Well, bub, not in this case.
The Oilers have given up a goal on the first shot in 10 games this season. The next nearest are VAN and NYR with seven games. The league average is just 3.74 games.
The league (population) standard deviation is 1.99 games. At 10 games, the Oilers sit more than 3 standard deviations above the mean. (if this paragraph is statistical gobbledygook to you, it’s all good – feel free to ignore, it doesn’t change the story)
On the other hand, you may be oddly pleased to discover that every single team in the league has given up a goal on the first shot against at least once!
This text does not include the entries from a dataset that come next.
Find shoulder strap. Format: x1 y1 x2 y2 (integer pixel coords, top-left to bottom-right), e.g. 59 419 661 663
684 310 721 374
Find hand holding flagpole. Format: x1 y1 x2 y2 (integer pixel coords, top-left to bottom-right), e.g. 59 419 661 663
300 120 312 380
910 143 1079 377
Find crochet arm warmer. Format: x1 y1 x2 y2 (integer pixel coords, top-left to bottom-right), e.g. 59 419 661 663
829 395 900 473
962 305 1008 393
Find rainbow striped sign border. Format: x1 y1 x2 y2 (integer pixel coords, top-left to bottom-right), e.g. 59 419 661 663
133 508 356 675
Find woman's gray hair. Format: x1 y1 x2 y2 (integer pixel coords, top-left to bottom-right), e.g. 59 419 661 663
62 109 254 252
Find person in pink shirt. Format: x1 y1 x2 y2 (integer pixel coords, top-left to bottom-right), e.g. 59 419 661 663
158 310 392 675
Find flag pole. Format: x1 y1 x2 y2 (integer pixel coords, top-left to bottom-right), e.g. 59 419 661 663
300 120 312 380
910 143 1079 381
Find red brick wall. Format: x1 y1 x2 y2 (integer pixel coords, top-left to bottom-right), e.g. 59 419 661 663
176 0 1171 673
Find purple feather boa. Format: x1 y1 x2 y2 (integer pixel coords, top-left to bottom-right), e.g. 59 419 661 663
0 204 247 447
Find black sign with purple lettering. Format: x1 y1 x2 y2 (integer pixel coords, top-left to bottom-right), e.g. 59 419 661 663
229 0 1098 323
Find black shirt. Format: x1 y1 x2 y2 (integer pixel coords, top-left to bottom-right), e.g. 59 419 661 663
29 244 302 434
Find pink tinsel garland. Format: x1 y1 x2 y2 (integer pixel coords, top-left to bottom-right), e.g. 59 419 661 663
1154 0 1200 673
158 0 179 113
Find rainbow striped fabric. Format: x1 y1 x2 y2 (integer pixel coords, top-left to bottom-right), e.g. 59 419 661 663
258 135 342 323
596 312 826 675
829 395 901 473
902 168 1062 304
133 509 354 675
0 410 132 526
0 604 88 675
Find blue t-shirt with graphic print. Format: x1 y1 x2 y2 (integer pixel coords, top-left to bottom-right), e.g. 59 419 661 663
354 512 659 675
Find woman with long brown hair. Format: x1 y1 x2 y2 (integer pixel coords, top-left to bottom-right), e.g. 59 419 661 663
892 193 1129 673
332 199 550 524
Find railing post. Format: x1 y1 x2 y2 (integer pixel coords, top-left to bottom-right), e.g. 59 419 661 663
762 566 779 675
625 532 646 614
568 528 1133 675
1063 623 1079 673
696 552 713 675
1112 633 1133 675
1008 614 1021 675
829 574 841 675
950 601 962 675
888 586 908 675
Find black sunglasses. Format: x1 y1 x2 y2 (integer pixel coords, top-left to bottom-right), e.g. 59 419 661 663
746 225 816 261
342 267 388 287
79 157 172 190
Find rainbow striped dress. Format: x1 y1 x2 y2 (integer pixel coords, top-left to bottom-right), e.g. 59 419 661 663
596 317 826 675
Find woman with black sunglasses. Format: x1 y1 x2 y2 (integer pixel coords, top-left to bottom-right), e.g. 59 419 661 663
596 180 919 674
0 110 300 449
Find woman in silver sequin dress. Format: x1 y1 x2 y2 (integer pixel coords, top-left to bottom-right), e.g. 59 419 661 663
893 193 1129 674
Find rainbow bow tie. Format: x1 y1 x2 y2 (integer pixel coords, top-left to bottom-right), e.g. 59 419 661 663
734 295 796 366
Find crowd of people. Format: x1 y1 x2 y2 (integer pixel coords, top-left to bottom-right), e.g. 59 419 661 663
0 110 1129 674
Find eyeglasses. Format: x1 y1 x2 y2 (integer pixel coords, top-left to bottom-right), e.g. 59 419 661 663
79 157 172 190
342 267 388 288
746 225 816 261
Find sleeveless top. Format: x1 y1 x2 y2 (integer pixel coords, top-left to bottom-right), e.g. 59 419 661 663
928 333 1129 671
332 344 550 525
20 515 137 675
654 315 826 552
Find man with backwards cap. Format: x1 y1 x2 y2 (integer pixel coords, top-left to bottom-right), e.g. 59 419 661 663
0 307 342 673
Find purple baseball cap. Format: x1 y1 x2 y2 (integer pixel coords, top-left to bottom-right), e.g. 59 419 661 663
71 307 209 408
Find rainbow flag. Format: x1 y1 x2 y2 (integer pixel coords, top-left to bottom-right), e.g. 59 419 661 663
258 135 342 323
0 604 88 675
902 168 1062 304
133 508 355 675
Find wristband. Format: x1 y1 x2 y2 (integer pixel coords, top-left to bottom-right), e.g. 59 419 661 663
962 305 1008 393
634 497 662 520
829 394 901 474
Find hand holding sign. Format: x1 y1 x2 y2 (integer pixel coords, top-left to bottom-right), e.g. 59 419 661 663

As we did earlier, we can extend this beyond goals-on-first-shot and instead look at early goals.
With this extended definition, the Oilers once again lead the league with 28 games giving up that early goal. The average is 20.
The standard deviation is 3.37, so this time the Oilers are a little less extreme – only 2.3 SD away! yay! – but still well outside normal bounds.
Yeah, the data confirm what you knew anyway – it’s not just bizarre, it’s unusually bizarre.
NHL play by play data lets us isolate who the players are on the ice when these early goals go in. It’s kind of a big list, but I’ve tabulated here the goalies, plus the defenders and forwards with (somewhat arbitrarily) at least four early goals against.
Because the penalty kill is a different beast, I’ve stuck to five-on-five for this particular dataset.
|Goalie||Games with Early Goal|
|Defenseman||Games with Early Goal|
|Gryba, Benning, Sekera||4|
|Forward||Games with Early Goal|
|Strome, Lucic, Letestu, Nuge||5|
* Yes, I’m also disappointed that it wasn’t Maroon 5
Certainly, giving up the early uncontested goal has been a significant part of this season’s struggles. It’s easy to look at certain players, or the goalies, or the coaches, and decide that’s who is to blame. I caution you against this.
First of all, I disagree with the idea that this is on the coaches. Whether we’re dealing with raw rookies or experienced vets, the Oilers players are all good enough to make the pros, and they’ve been playing the game for a loooong time.
They shouldn’t (ever) need a coach to tell them they need to be prepared to play hard from the first whistle.
For sure, goaltending has been subpar this season, and it’s as big a factor in this season’s underperformance* as brilliant goaltending was in last year’s overperformance. It is interesting to note, though, that every one of the Oilers three goalies this season have been victimized by an even strength first-shot goal at least once.
* Yes, I will go to my grave swearing to you this season is an underperformance, just like I was adamant throughout last season that it was an overperformance relative to the ‘true talent’ of the roster.
As for the actual players on the ice … well, certainly there are patterns there. The thing that I notice most as far as the forwards go is the sheer number of goals given up by the third and fourth liners.
Slepyshev at the top of the list may be one reason why he’s played as little as he has, despite generally being one of the more dangerous wingers many games.
As for the defenders, I won’t call out anyone specific, but the pattern points a little to players who’ve been defensively struggling much of the season – and they’d probably be the first to tell you that.
The one thing we know for sure is that we are waaaay out in La La Land as far as giving up first-shot goals and early goals this season.
If the players or the coaches or the goalies knew what the issue was, I’m sure they’d do something about it.
If I knew what it was, I’d fly up to Edmonton right now and bang on the doors of OEG screaming that I know how to fix the problem. (I would then subsequently direct my lawyer to contact OEG after she bailed me out).
As it is, the only suggestion I can make is maybe the Oilers should force feed every player — especially the bottom-six — two cups of coffee ten minutes before the game.
It can’t hurt, right? Because we’re already in next-season country.